Nije li to David o kojem se pjevalo igrajuæi i govorilo: zgubi Saul svoju tisuæu, ali David svojih deset tisuæa?
6 Bunun üzerine Akiş, Davut'u çağırıp, “Yaşayan RAB'bin adıyla derim ki, sen dürüst bir kişisin” dedi, “Benimle birlikte savaşa katılmanı isterdim. Yanıma geldiğin günden bu yana ters bir davranışını görmedim. Ama Filist beyleri seni uygun görmedi.
Tada Ahis dozva Davida, i reèe mu: tako bio živ Gospod, ti si pošten, i milo mi je da hodiš sa mnom u boj; jer ne naðoh nikakoga zla na tebi otkako si došao k meni do ovoga dana; ali nijesi po volji knezovima.
7 Şimdi geri dön ve esenlikle git. Filist beylerinin gözünde ters bir davranışta bulunma.”
Nego vrati se i idi s mirom da ne uèiniš što što ne bi bilo milo knezovima Filistejskim.
8 Davut, “Ama ben ne yaptım?” diye sordu, “Yanına geldiğimden bu yana bende ne buldun ki, gidip efendim kralın düşmanlarına karşı savaşmayayım?”
A David reèe Ahisu: ali šta sam uèinio? šta li si našao na sluzi svojem otkako sam kod tebe do ovoga dana, da ne idem da se bijem s neprijateljima gospodara svojega cara?

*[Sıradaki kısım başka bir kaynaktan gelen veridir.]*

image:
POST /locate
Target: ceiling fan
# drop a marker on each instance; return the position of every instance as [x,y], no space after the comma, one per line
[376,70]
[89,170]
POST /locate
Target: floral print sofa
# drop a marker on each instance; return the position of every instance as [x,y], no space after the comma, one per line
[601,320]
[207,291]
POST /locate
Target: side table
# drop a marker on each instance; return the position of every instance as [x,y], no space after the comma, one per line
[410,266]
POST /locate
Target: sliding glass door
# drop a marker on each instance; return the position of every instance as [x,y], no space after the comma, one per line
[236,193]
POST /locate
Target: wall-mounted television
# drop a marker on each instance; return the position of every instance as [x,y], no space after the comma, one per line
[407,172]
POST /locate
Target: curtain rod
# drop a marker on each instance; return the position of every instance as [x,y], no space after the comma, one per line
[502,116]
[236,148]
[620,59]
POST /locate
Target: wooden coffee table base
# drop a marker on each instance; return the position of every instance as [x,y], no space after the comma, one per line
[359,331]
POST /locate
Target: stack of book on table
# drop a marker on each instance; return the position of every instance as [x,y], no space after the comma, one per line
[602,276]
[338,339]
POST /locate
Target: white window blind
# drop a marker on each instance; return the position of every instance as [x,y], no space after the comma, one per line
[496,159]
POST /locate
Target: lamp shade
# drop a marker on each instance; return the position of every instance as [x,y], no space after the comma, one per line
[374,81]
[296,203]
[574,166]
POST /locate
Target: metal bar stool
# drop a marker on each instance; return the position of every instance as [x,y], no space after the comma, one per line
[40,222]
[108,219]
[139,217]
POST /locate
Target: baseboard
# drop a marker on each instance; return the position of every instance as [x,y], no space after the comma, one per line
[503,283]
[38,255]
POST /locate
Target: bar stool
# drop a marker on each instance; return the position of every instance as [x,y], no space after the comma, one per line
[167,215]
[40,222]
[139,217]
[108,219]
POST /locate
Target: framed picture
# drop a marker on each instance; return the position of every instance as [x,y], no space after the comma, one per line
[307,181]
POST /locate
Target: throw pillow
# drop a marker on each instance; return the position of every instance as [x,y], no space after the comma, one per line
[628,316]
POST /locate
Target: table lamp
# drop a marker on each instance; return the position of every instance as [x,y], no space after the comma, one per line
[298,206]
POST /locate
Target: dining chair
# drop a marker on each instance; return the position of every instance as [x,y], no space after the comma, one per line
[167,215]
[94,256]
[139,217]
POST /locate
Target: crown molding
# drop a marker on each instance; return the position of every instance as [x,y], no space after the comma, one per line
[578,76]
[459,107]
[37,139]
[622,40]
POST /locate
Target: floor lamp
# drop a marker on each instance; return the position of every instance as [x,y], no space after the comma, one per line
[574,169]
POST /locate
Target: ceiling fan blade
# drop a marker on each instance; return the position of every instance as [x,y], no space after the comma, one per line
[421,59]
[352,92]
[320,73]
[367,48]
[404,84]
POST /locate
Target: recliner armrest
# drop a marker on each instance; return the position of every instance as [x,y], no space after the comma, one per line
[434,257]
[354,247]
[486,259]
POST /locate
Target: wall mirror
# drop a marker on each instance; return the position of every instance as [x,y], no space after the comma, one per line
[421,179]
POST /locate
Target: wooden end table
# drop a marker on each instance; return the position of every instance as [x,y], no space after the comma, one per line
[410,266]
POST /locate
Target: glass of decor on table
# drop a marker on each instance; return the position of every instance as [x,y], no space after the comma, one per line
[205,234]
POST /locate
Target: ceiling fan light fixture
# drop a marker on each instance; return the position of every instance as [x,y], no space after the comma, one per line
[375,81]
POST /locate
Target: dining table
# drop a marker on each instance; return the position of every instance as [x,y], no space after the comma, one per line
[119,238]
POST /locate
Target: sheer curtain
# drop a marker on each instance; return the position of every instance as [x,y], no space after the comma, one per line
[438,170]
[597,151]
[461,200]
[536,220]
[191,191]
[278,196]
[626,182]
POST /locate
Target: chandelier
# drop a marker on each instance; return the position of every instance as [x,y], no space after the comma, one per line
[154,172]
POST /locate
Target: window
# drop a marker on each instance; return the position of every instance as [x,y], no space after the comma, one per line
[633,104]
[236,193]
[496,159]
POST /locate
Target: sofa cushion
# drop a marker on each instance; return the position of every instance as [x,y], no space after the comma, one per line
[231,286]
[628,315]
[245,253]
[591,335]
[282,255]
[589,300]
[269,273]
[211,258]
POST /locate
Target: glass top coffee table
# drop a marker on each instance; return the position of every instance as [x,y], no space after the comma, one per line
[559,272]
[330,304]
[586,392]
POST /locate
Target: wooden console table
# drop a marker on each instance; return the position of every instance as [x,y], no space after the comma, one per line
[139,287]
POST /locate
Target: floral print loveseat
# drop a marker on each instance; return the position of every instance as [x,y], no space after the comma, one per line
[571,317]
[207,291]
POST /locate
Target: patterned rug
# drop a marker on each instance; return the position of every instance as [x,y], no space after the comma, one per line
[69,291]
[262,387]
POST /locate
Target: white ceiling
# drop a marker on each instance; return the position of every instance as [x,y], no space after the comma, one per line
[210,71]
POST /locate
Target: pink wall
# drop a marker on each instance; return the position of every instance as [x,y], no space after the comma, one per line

9 Akiş, “Biliyorum, sen benim gözümde Tanrı'nın bir meleği gibi iyisin” diye yanıtladı, “Ne var ki Filistli komutanlar, ‘Bizimle savaşa gelmesin’ diyorlar.
A Ahis odgovarajuæi reèe Davidu: znam; doista si mi mio kao anðeo Božji; ali knezovi Filistejski rekoše: neka ne ide s nama u boj.
10 Seninle gelmiş olan efendin Saul'un kullarıyla birlikte sabah erkenden kalkın ve tan ağarır ağarmaz gidin.”
Nego ustani sjutra rano sa slugama gospodara svojega koje su došle s tobom; ustanite rano èim svane, pa idite.
11 Böylece Davut'la adamları Filist ülkesine dönmek üzere sabah erkenden kalktılar. Filistliler ise Yizreel'e gittiler.
I urani David i ljudi njegovi, i otide rano, i vrati se u zemlju Filistejsku; a Filisteji otidoše u Jezrael.